Dissertations, Theses, and Capstone Projects

Date of Degree

6-2017

Document Type

Dissertation

Degree Name

Ph.D.

Program

Business

Advisor

Armen Hovakimian

Committee Members

Jun Wang

Theodore Joyce

Joseph Weintrop

Subject Categories

Corporate Finance | Finance and Financial Management

Keywords

capital structure, persistence, CEO effects, credit rating standards, public debt market, tradeoff theory

Abstract

This dissertation consists of three chapters that examine capital structure determinants as well as the evolution of credit rating standards in the market for public debt.

Chapter 1 This chapter shows that firm fixed effects in panel leverage regressions act as a noisy proxy for managerial effects that drive persistence in leverage. Firms that do not change their CEO for prolonged periods of time are more likely to keep debt ratios within a narrow bandwidth and to display persistent differences in their time-series averages for up to 20 years. A CEO turnover is associated with considerable modifications to the financing policy of the firm. Significant capital structure changes take place immediately after a new executive takes office and leverage ratios remain relatively stable for the remaining tenure of the CEO. Lemmon et. al. (2008) argue that an unknown and time invariant factor is driving most of the variation in observed debt ratios, while DeAngelo and Roll (2015) find significant time-firm effects and short-lived leverage persistence. Capital structure stability at the CEO level introduces heterogeneity in the level of persistence across firms and provides a reconciliation of the conflicting evidence in the two studies.

Chapter 2 This chapter investigates the time-series variation in credit rating standards in the public debt market. The average credit rating of U.S. corporations has declined over the last 30 years. Existing literature attributes this decline to a systematic tightening of rating standards as opposed to any significant deterioration in the average credit quality of rated firms. This study finds empirical evidence that casts doubt on the notion that credit rating agencies have become more conservative over time. I find that the estimated proxy for rating standards is also capturing the effect of mispricing in the equity market as it is correlated to future stock returns. I propose an alternative specification of the credit rating model that incorporates the market-based risk characteristics of rated firms relative to those of other firms in the economy and argue that it better captures the information that credit rating agencies analyze in the rating process. Estimating the proxy for rating standards with the alternative model, I find no evidence of conservatism.
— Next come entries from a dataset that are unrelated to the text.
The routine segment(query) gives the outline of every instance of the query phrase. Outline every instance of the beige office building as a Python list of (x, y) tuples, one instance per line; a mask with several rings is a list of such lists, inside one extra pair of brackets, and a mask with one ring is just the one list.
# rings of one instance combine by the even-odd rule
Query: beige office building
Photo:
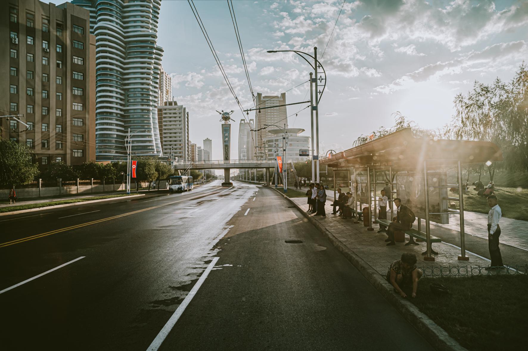
[(70, 3), (0, 3), (2, 138), (25, 143), (41, 168), (95, 159), (95, 37), (89, 12)]

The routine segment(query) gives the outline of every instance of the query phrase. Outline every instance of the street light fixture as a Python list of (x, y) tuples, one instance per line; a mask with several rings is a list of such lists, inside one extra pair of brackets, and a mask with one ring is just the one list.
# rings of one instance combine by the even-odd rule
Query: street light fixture
[[(317, 47), (315, 46), (314, 47), (314, 55), (312, 56), (309, 54), (308, 54), (303, 51), (298, 51), (297, 50), (268, 50), (268, 52), (270, 53), (277, 53), (277, 52), (293, 52), (295, 53), (299, 56), (303, 58), (303, 59), (306, 61), (310, 66), (313, 69), (315, 72), (315, 77), (314, 78), (312, 76), (312, 74), (310, 73), (310, 100), (312, 105), (312, 108), (310, 109), (310, 114), (312, 118), (312, 179), (315, 179), (316, 176), (316, 182), (319, 182), (319, 101), (320, 100), (321, 97), (323, 96), (323, 93), (325, 91), (325, 88), (326, 87), (326, 71), (325, 71), (324, 67), (323, 65), (321, 64), (320, 62), (317, 60)], [(306, 58), (305, 56), (308, 56), (309, 57), (314, 60), (314, 64), (312, 64), (312, 63)], [(324, 78), (321, 75), (319, 77), (317, 77), (317, 69), (320, 68), (323, 70), (323, 74), (324, 74)], [(317, 81), (321, 83), (323, 83), (323, 81), (324, 81), (324, 84), (323, 85), (323, 91), (317, 90)], [(315, 83), (315, 105), (314, 105), (313, 103), (313, 95), (312, 91), (312, 83)], [(316, 143), (316, 154), (314, 154), (314, 111), (315, 111), (315, 136), (317, 138), (317, 141)], [(315, 161), (317, 161), (317, 171), (315, 171), (315, 167), (314, 167), (314, 163)]]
Instead, the secular downward trend in credit ratings is due to changes in the economic climate that increase the risk of default. This result is important because changes in rating criteria that do not reflect variation in the credit risk of the underlying security undermine the usefulness of credit ratings to market participants. The findings of this study assert the consistency and informational value of credit ratings in the public market for corporate debt.

Chapter 3 This study examines what costs and benefits of debt are most important to the determination of the optimal capital structure. Prior literature has identified a set of variables that help explain the variation in observed leverage ratios. In the context of the dynamic tradeoff model, where firms do not immediately adjust to their target leverage ratio due to the presence of adjustment costs, some factors will inform the optimal capital structure, while others will cause firms to deviate from it. To isolate the variation in leverage due to differences in the target from that caused by deviations, I aggregate the data across a dimension that is likely to identify firms with similar targets – credit rating category. Estimating the traditional leverage regression on the aggregated data reveals size, profitability and tangibility as the most important proxies for the determinants of the target debt ratio. However, in contrast to theoretical priors, large and profitable firms have lower targets. Further analysis shows that size and profitability proxy for firms with lower non-financial risk and the benefits of a better credit rating outweigh the costs of foregone tax shields for those firms. Furthermore, while all firm characteristics are highly significant in the traditional leverage regression, they can only jointly explain about 20% of the variation in debt ratios across firms. On the other hand, the heterogeneity in leverage across rating categories is to a much larger extent determined by our proxies as the explanatory power of the model rises to close to 90% in that dataset.